Portanto, a ação delituosa, da qual participou Aécio Lúcio Costa Pereira, visava impedir de forma contínua o exercício dos Poderes Constitucionais e ocasionar a deposição do governo legitimamente constituído, com participação do Exército Brasileiro a sair às ruas para estabelecer e consolidar o regime de exceção pretendido pelos acampados, tendo como pano de fundo uma suposta fraude eleitoral e o exercício arbitrário dos Poderes Constituídos. Justamente por isso houve a aglomeração de pessoas em acampamentos, não somente em Brasília, mas em todo o país, com intuito de provocar amotinamento daqueles submetidos ao regime castrense.

O relator prosseguiu enumerando todos os atos anteriores ao 08/01/202023 para concluir que os atos desse dia derivaram de ajuste de vontades, com o seu direcionamento para um ápice que desbordou em enfrentamento com as forças de segurança, agressões físicas dirigidas aos policiais e atos de violência, depredação e invasão às sedes dos Três Poderes, contexto, inclusive, que se desenhava há meses.

Desse modo, resta claro o intuito dos manifestantes, com a leitura deturpada do art. 142 da Constituição, de forçar as Forças Armadas, submetidas ao Presidente da República, a ir de encontro com a sua missão constitucional, intervindo nos poderes constitucionalmente constituídos (art. 2º da Constituição). Portanto, o insuflamento, durante meses, à abolição violenta do Estado Democrático de Direito e ao golpe de Estado, de forma constante e reiterada, com a incitação pública, pelos criminosos associados, à prática de crimes, culminou com a prática dos crimes multitudinários do dia 08/01/2023.

Quanto à causa de aumento do parágrafo único (associação armada), o Ministro asseverou que, conforme Guilherme de Souza Nucci, ela deve incidir quando constatada “a utilização de arma pelos integrantes da associação criminosa, não se limitando apenas à utilização de arma de fogo, mas abarcando também o conceito de arma imprópria, branca, tais como barras de ferro, paus, pedras, esferas metálicas, atiradeiras etc”. (Código Penal Comentado, 23ª Ed., Rio de Janeiro: Forense, 2023, p. 1.229).

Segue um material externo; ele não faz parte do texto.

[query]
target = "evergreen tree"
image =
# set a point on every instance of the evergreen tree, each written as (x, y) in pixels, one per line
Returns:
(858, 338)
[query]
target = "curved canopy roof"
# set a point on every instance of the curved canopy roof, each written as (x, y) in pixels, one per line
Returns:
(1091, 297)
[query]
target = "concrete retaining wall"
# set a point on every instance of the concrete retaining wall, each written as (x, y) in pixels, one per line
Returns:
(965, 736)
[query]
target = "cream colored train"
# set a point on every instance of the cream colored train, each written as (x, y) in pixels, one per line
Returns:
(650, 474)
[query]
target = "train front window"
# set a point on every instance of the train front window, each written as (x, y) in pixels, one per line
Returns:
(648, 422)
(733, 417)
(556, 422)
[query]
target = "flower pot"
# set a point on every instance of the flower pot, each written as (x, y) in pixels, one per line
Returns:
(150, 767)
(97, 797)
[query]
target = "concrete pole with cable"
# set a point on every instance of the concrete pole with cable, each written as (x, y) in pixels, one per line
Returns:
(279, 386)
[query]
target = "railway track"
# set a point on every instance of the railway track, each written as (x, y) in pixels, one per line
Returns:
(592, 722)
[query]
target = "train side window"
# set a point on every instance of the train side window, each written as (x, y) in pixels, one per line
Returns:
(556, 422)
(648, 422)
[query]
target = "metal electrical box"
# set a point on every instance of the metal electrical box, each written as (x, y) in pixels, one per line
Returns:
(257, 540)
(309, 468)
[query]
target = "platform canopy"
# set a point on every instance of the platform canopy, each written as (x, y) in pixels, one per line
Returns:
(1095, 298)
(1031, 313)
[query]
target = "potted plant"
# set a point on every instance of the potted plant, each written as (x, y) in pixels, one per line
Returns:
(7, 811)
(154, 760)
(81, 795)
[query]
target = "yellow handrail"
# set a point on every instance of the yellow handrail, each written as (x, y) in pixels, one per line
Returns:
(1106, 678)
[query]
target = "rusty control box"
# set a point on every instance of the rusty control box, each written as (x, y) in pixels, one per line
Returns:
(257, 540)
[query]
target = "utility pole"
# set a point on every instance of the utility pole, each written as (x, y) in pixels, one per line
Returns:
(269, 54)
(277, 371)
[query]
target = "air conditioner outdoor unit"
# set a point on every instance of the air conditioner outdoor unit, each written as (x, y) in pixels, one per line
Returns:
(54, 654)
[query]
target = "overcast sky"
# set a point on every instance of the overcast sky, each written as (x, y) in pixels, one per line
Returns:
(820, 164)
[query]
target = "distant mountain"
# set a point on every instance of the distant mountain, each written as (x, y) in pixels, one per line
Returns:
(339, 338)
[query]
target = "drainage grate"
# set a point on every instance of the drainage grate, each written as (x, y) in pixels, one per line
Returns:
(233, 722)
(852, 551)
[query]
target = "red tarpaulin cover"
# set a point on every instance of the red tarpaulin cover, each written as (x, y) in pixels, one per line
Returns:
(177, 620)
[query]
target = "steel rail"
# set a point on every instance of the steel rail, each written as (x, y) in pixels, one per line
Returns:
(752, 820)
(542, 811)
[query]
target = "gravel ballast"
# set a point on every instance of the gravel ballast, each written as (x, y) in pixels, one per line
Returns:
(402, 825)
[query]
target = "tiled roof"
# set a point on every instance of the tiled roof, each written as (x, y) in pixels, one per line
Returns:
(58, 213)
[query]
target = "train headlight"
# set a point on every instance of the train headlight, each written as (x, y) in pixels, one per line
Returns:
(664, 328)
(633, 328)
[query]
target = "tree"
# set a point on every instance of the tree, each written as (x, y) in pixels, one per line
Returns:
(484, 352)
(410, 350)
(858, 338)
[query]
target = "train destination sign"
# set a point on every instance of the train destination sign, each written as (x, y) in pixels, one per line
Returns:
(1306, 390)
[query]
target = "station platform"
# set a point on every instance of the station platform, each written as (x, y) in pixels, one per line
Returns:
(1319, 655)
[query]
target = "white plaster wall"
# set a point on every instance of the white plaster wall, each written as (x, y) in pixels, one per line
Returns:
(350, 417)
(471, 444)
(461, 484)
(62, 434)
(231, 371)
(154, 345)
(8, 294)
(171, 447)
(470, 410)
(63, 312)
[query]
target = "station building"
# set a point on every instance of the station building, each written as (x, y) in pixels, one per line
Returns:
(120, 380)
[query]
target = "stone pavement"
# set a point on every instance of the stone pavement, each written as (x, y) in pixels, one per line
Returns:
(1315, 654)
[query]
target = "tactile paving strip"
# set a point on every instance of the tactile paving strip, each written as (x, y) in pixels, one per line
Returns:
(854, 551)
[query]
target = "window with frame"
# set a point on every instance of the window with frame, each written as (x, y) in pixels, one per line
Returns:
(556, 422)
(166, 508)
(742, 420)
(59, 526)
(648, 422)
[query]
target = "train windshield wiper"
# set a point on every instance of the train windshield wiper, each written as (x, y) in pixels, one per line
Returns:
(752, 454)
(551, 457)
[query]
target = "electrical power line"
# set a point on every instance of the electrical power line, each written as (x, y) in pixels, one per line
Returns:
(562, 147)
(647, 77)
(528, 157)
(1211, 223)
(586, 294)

Acrescentou que a incidência da causa de aumento não exige que todos os integrantes estejam armados, sendo suficiente que apenas um deles se encontre nessa condição para que a imputação recaia sobre todos, desde que exista conhecimento dessa circunstância.

No caso concreto, as provas permitem concluir que o réu sabia dessa circunstância porque muitos manifestantes portavam essas armas impróprias no momento da invasão e que, mesmo assim, associou-se ao grupo.

 

Em suma:

Compete ao STF processar e julgar ação penal ajuizada contra civis e militares não detentores de foro privilegiado quando existir evidente conexão entre as suas condutas e as apuradas no âmbito mais abrangente de procedimentos em trâmite na Corte que envolvam investigados com prerrogativa de foro.

No contexto dos crimes multitudinários (de multidão ou de autoria coletiva), e levando-se em consideração a responsabilidade penal subjetiva, todos os agentes respondem pelos resultados lesivos aos bens jurídicos.

É possível o concurso material pela prática dos crimes de abolição violenta do Estado Democrático de Direito (CP/1940, art. 359-L) e de golpe de Estado (CP/1940, art. 359-M), na medida em que são delitos autônomos e que demandam “animus” distintos do sujeito ativo.

STF. Plenário. AP 1060/DF, Rel. Min. Alexandre de Moraes, julgado em 14/9/2023 (Info 1108).

 

Pena imposta

A pena fixada foi de 17 anos (15 anos e seis meses de reclusão em regime fechado e um ano e seis meses de detenção em regime aberto) e a 100 dias-multa, cada um no valor de 1/3 do salário mínimo.

A título de ressarcimento de danos morais e materiais coletivos, o réu terá de pagar R$ 30 milhões, de forma solidária com todos os demais condenados.